Have you worked with GraphQL? Saw it for the first time and it looks like a pretty good tool for working with APIs, to me. I am excited to read your opinions about GraphQL.

Comments
  • 2
    No but I'm favoriting this to remind myself to check it out later. Our current API sucks. Like, really bad.
  • 0
    @HollowKitty you really should. It's totally recommended for working with crappy APIs.
  • 0
    Yeah it seems pretty cool but basically I don't like the fact that the client can perform direct querying
  • 1
    @th4t well, he can't. You can setup an GraphQL-service on your website with endpoints, wich you can fetch from frontemd. And on this service you can configure your queries. It's a bit overingenieuring, but you can lazy load, catch and aggregate queries wich is really handy and also has good performance.
  • 2
    Its great, let frontend decide how and what data they want to get. Backend has their own datastructure which you probably dont want to force on others.
  • 0
    Graphql, more like "i fucking suck at dba"
  • 0
    @sharktits dba?
  • 0
  • 0
    @Codex404 I think database administration but I'm still confused. If you run an API server, it's probably still backed by a database so you still need to do DBA. If you're a client of the API server, you don't usually have much of a choice about whether you get to directly access the DB or not.
  • 0
    @HollowKitty and even if you have full control over the database you dont want to write a query for every specific thing a client wants.
  • 0
    @HollowKitty @Codex404 I don't understand what you mean. Can you elaborate?
  • 1
    @Wombat it is a response to what sharktits said
  • 1
    @Codex404 I don't understand, why query for everything? Don't you use Views, stored procedures and functions?

    I always do views then call it from sp or fn.

    But then again, when I work with .Net I use Entity Framework and forget about queries

    In-case of NodeJs I use mongoose but this means mongoDb only, and not everyone does that.

    In the end just like a good developer designs his code to be reusable as much as possible, a good DBA/DB dev designs his queries to be reused and flexible as much as possible and not throw bunch of SELECT * FROM tblX
  • 2
    @gitpush that is completely true, but should a backend dev or dba decide what frontend can do?
  • 1
    @Codex404 tbh in that case I call it a mess.
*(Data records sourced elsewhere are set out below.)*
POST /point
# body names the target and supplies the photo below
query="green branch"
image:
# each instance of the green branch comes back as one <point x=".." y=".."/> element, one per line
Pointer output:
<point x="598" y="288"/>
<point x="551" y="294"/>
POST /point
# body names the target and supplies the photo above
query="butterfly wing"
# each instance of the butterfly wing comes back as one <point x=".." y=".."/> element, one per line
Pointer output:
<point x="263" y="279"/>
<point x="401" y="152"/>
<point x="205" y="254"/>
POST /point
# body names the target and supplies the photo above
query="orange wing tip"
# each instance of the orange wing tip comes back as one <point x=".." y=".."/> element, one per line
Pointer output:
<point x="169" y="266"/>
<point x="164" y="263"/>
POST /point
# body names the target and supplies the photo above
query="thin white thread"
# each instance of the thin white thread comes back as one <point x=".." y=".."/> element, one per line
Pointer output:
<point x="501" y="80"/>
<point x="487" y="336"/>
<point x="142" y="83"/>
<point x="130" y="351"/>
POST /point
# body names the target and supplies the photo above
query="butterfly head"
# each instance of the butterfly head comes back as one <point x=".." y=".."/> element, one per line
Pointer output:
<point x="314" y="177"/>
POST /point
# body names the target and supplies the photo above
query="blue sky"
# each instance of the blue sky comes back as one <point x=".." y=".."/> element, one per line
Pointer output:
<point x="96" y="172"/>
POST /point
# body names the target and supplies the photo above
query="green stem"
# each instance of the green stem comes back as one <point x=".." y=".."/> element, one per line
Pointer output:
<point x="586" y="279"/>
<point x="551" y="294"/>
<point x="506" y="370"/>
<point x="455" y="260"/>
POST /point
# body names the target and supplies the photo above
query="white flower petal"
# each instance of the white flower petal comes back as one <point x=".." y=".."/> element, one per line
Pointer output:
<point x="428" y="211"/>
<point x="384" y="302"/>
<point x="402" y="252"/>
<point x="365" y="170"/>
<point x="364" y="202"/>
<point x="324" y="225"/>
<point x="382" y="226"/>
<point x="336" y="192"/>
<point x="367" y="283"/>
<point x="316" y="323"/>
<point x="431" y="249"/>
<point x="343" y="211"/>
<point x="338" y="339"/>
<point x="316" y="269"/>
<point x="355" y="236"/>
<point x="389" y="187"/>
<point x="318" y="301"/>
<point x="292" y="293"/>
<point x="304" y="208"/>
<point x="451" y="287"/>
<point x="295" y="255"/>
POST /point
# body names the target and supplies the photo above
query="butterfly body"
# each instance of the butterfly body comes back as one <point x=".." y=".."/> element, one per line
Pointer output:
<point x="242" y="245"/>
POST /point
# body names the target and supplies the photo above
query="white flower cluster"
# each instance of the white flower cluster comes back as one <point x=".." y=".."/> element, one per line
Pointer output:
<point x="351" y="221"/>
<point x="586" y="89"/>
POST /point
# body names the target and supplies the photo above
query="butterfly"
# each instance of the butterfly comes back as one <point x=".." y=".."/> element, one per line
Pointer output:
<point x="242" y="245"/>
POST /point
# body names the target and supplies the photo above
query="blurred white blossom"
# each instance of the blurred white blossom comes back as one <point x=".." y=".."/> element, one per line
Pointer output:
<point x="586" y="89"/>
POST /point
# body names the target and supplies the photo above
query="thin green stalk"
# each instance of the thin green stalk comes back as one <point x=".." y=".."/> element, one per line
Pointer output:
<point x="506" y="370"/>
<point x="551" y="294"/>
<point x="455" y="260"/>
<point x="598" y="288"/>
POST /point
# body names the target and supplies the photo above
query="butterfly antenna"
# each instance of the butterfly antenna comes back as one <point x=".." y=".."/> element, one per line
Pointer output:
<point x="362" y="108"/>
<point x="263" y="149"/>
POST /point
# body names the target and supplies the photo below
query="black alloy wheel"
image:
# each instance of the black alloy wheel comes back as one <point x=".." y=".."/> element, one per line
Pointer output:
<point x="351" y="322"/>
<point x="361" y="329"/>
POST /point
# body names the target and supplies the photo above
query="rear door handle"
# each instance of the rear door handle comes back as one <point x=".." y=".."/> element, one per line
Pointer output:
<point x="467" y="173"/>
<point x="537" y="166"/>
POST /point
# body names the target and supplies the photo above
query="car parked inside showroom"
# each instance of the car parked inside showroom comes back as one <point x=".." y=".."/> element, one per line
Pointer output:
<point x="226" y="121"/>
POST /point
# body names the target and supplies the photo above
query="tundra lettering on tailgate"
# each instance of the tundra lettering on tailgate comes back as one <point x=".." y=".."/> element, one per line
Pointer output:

    Everything must be planned, and UI's are built based on scenarios/goal of building the system.

    How data is structured inside database is not an issue for the UI nor how the UI is to be is not an issue for the database, the goal is UI wants xyz, db has xy, adding or removing must have no effect on the entire system because database is just a detail that can be replaced by anything, like a sudden change to use SQL db from NoSQL, only data access files to change nothing else.

    From my point of view whenever I see a system that is controlled by what the UI might want/need I think it will fail soon, because UI knows nothing about data relation it should be built the other way around
  • 0
    @gitpush because a public for which the UI is unknown doesnt exist?
  • 1
    @Codex404 I don't understand can you explain
  • 2
    @gitpush I think you're confused. We're talking about APIs, not how the rest of the app should be structured. You can access an API from the server-side, which is what I do. In no way are we precluding MVC; we're just talking about what the API itself should allow.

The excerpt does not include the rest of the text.